Youthful Folly is a 1934 British drama film directed by Miles Mander and starring Irene Vanbrugh, Jane Carr and Mary Lawson. It was written by Heinrich Fraenkel based on the 1931 playThe Expensive Halo by Josephine Tey, and was a quota quickie made at Shepperton Studios for release by Columbia Pictures. It portrays the love lives of the son of daughter of an aristocratic lady.

It is also known by the alternative title Intermezzo.

==Cast==
- Irene Vanbrugh as Lady Wilmington
- Jane Carr as Ursula Wilmington
- Mary Lawson as Susan Grierson
- Grey Blake as Larry Wilmington
- Arthur Chesney as Lord Wilmington
- Eric Maturin as Tim Gierson
- Fanny Wright as Mrs. Grierson
- Betty Ann Davies
- Merle Tottenham
- Belle Chrystall
- Kenneth Kove

==Reception==

Kine Weekly wrote: "This picture sets out to prove that Belgravia and Balham won't mix, but it fails to illustrate its argument convincingly, and neglects to provide even passable entertainment. The acting, with few exceptions, is weak, and the direction is destitute of imagination. The film is all talk and feeble talk at that. A poor quota proposition. ... Jane Carr is good as Ursula, she deserves a better break, for she is both intelligent and attractive. The same cannot be said for the supporting players. Grey Blake looks like an overgrown school boy, and reveals lack of experience as Garry, and Mary lawson is uninteresting as Sara. Irene Vanbrugh and Arthur Chesney are also in the cast, but these two fine players are wasted. This film, which is nothing but a tedious vocal commentary on life in the suburbs and society, goes a long way round to explore the obvious. Few of the characters interest, and none invites the slightest sympathy."
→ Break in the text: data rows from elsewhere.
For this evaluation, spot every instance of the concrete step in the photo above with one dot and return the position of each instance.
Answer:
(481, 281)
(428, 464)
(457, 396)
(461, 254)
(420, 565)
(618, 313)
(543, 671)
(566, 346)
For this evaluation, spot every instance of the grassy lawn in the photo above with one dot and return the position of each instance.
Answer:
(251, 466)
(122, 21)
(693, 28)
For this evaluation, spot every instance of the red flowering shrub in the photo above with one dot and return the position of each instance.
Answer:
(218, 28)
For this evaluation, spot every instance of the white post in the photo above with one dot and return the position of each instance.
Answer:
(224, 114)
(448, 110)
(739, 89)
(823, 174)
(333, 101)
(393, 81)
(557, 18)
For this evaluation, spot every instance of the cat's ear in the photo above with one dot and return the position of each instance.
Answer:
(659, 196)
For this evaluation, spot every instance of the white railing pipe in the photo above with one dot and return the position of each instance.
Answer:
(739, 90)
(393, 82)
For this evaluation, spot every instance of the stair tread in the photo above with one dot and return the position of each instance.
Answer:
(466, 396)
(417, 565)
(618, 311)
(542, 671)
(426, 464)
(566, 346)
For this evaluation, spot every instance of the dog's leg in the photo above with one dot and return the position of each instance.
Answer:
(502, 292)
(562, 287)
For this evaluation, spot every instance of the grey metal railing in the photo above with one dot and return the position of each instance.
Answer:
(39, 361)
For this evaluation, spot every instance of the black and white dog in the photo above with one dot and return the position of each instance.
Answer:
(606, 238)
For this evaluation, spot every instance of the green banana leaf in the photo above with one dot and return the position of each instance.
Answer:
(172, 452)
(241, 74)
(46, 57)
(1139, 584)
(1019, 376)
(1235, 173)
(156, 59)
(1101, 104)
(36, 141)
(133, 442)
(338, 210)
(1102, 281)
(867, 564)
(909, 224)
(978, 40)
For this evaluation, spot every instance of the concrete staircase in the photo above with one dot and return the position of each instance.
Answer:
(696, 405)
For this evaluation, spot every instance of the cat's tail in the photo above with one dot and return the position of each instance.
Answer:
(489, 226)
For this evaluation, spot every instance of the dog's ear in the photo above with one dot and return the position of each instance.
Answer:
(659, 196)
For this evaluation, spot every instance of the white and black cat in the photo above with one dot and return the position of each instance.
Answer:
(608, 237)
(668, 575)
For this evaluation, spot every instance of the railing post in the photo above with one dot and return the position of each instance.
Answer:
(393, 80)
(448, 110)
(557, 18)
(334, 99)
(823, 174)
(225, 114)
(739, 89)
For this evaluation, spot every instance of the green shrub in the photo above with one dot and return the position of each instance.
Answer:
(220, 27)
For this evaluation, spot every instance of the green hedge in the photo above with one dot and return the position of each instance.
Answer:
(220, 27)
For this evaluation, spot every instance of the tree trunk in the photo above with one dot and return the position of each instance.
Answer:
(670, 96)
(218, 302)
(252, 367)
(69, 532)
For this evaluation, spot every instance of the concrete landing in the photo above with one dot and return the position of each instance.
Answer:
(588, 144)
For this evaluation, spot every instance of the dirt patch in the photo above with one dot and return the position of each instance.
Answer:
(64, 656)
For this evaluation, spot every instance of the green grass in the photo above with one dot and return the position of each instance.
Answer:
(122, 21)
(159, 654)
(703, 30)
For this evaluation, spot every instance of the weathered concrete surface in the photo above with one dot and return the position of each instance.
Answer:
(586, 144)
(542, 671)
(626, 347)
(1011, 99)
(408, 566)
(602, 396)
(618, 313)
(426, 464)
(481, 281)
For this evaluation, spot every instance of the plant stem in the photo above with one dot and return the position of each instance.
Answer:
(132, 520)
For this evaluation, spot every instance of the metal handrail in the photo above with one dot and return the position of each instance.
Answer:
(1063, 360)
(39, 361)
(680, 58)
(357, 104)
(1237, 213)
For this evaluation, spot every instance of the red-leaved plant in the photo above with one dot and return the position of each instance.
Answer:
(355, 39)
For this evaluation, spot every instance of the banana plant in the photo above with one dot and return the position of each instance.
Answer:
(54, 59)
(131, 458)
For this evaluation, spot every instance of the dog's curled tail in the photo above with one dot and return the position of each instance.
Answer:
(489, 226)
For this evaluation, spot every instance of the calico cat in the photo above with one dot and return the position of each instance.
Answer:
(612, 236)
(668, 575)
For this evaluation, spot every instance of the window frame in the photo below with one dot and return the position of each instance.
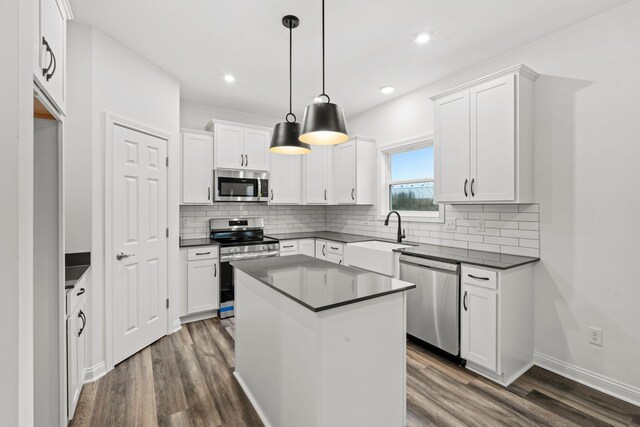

The Daily Film Renter wrote: "Banal dialogue, familiar situations, uninspired direction, and uninteresting backgrounds make this a dull affair, most of the entertainment being forthcoming from the performance of Irene Vanbrugh as Ursula's feather-brained mother, Lady Wilmington. Jane Carr does her best with the incredible role of Ursula, but never manages to make it convincing, while Mary Lawson is similarly handicapped by the part of Sara. Grey Blake has the thankless task of infusing life into the violinist hero."